«Крылатая» реанимация. Можно спасти даже ребенка весом 500 граммов

Фото: А. Фирсов

 Сейчас уже давно не летают, но ведающая выездной работой служба до сих пор носит гордое название санитарной авиации. А возглавляет ее уже очень много лет один из опытнейших врачей больницы, заведующий первым реанимационным отделением Николай Такшеев.

   
   

Про таких, как он, принято говорить «стоял у истоков». Николай Николаевич спасает малышей с 1978 года и называет себя старым мамонтом, которого давно пора списывать. В шутку, конечно. «Без юмора в нашей работе никак нельзя, – как бы из опасения, что его слова примут всерьез, объясняет он. – Если копить в себе всё, с чем приходится сталкиваться каждый день, то ведь и умом можно тронуться».

Усы подковой

Доктору Такшееву не позавидуешь: понятие «легкий случай» в его профессиональном лексиконе отсутствует в принципе, каждый его больной - это маленькая трагедия (или лучше - трагедия маленького), которая всегда переживаются тяжелее взрослой. Страдания поживших и погрешивших хоть чем-то, да, можно оправдать, а в случае с детьми примирить разум в реальностью не получается.
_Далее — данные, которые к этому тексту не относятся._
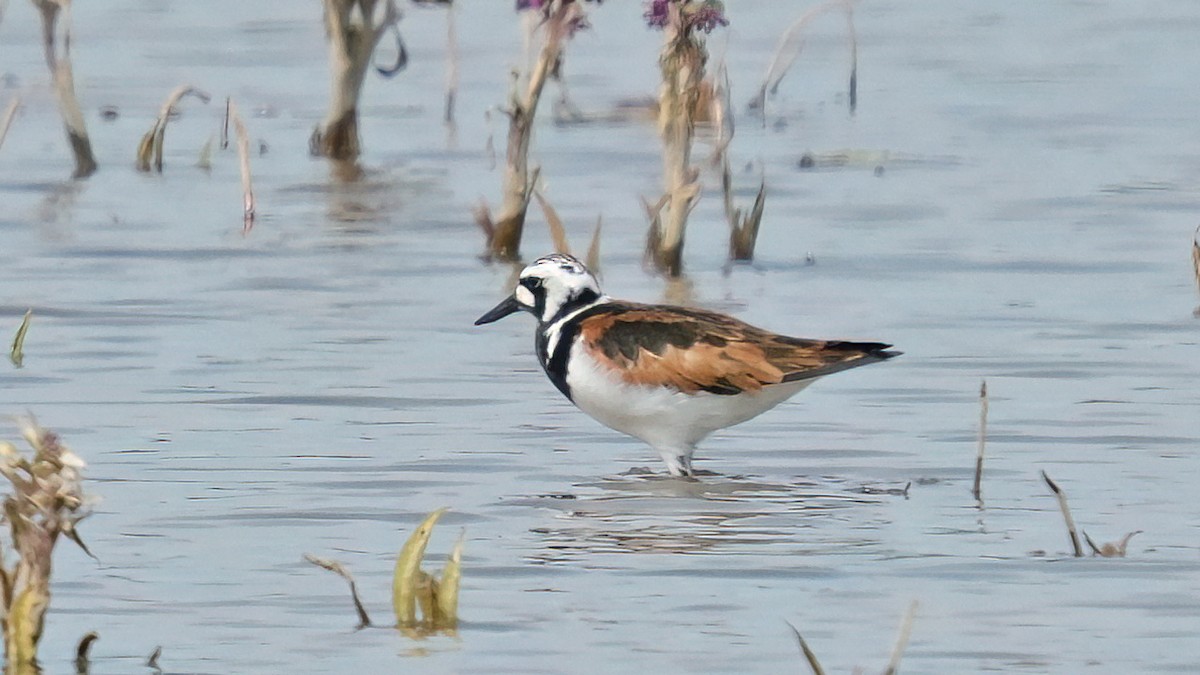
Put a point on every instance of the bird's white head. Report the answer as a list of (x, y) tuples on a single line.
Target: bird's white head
[(550, 287)]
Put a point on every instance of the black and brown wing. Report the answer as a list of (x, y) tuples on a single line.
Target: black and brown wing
[(700, 351)]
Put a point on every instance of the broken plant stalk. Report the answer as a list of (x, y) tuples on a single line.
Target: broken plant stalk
[(247, 189), (682, 65), (790, 46), (151, 143), (46, 501), (977, 490), (64, 82), (1066, 514), (353, 31), (559, 19)]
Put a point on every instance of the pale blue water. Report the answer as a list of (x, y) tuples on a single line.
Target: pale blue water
[(317, 387)]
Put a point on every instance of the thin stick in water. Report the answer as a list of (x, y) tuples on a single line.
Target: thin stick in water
[(151, 143), (451, 64), (1066, 514), (901, 643), (593, 257), (247, 189), (557, 230), (9, 114), (17, 354), (83, 661), (983, 440), (341, 571), (808, 652)]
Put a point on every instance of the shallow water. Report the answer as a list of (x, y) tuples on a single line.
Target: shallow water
[(316, 384)]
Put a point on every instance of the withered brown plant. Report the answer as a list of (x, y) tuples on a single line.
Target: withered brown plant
[(46, 501), (682, 64), (58, 58), (353, 29), (559, 19)]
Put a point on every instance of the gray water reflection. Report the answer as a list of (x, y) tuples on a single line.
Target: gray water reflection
[(316, 386)]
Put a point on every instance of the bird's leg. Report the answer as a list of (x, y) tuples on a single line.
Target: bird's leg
[(678, 461)]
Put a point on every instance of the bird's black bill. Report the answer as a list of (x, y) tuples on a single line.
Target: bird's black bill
[(499, 311)]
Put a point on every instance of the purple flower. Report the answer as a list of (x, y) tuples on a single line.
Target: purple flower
[(694, 15), (707, 17), (658, 13)]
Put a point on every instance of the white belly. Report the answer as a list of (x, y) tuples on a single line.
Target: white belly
[(661, 416)]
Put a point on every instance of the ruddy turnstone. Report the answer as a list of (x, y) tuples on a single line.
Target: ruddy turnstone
[(666, 375)]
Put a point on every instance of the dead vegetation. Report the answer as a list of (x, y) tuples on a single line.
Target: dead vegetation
[(423, 603), (57, 43), (901, 643), (558, 22), (46, 501), (353, 29), (150, 148)]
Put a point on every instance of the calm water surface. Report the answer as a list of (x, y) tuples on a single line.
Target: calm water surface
[(316, 386)]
Скорее всего, если бы Николай Николаевич слишком много об этом думал, то стал не блестящим врачом, а, например, писателем и сочинил что-нибудь о слезках одного дитяти, которых не искупит никакая мировая гармония. И его чело носило бы отпечаток общечеловеческой скорби. Но он в белом халате и считает своим долгом борьбу за жизни во что бы то ни стало – об остальном, что с этим не связано, он старается не думать. А лицо его излучает поначалу сбивающую с толку веселость и оптимизм. От него часто можно услышать пословицу: «Глаза боятся, а руки делают!».

– Здравствуйте, мои золотые! – встречает он своих гостей. Он похож на хлебосольного хозяина. Усы подковой подсказывают, что, возможно, с какого-нибудь солнечного закарпатского хутора. Чуть ли не собственноручно облачает в халат и ведёт смотреть на свое небольшое, но очень важное в судьбе сотен и тысяч южноуральских семей отделение.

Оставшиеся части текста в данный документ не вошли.